Being too fat for a superhero suit doesnt seem to bother most of them, unless Spiderman has really fucking chunked up lately and Superman has been on the Beer and Kebabs diet :o

kkkkaty123 · 08/04/2017 21:31

Omg your spot on. Truly lol here

PyongyangKipperbang · 08/04/2017 21:32

But thats just it! So many of them claim that they are doing everything to see their kids but the courts are biased towards the mother.

Well its funny how the courts didnt say that they could see their kids when either a) they didnt actually go to fucking court b) they went to court but told such ridiculous lies that no judge on this earth would find in their favour c) their idea of being a good parent was making sure the kids were asleep before beating and/or raping their mother or d) any combination of the above.

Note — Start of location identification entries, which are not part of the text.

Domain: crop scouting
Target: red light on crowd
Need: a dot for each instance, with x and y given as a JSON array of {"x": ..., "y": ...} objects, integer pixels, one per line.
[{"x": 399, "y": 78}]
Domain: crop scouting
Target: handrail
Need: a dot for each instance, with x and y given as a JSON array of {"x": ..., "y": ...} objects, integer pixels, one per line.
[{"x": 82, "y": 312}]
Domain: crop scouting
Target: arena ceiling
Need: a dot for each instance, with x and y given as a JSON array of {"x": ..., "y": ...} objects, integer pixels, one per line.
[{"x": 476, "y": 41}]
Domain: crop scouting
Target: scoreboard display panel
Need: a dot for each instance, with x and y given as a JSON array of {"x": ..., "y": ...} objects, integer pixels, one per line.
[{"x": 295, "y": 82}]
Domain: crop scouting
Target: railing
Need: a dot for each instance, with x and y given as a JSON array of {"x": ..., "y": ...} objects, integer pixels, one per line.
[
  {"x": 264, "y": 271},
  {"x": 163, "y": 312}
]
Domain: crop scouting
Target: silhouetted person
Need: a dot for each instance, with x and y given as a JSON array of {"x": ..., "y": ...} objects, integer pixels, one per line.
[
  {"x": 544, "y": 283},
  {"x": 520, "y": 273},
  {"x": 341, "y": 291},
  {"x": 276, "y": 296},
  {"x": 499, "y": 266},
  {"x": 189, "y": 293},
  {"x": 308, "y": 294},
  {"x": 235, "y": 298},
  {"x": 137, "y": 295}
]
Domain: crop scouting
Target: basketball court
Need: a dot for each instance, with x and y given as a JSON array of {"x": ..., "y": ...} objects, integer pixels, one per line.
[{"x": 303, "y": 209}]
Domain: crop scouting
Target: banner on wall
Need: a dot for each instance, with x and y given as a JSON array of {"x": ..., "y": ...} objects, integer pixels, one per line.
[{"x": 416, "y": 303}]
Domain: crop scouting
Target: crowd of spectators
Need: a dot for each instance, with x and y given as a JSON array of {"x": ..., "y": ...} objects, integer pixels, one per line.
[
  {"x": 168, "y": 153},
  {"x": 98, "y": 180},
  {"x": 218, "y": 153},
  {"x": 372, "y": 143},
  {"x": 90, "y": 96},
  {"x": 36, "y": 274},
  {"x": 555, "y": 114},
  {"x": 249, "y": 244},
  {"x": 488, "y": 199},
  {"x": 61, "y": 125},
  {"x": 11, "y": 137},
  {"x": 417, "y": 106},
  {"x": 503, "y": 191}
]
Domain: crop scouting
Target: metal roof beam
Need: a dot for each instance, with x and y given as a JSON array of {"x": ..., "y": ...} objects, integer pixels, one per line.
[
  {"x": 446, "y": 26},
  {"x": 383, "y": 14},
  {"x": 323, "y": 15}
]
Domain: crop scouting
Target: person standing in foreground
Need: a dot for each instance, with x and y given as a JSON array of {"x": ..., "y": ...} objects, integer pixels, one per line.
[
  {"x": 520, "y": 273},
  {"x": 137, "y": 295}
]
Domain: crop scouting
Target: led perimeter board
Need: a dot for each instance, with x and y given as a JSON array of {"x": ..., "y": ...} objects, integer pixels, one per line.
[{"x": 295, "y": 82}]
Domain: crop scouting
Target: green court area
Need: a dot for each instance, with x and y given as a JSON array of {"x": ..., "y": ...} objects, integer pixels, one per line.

Another apology for the derail OP Blush

kkkkaty123 · 08/04/2017 21:34

Like all the elvis impersonators, never the young slim good looking elvis is it. No it's the pasty, bloated dyed hair ones ( wow that sounds like my ex ). Do you know what I kept my silence and dignity for years and I think this is the first time iv really let off about him. God he was a cock Grin

kkkkaty123 · 08/04/2017 21:37

It was shocking what I and the kids had to go through. I had a female judge at one hearing. He started to cry. ( could do this like turning a tap ). She bloody fell for it. Handed him a tissue and said you must be missing the children 😲 I actually said are you kidding me your honour.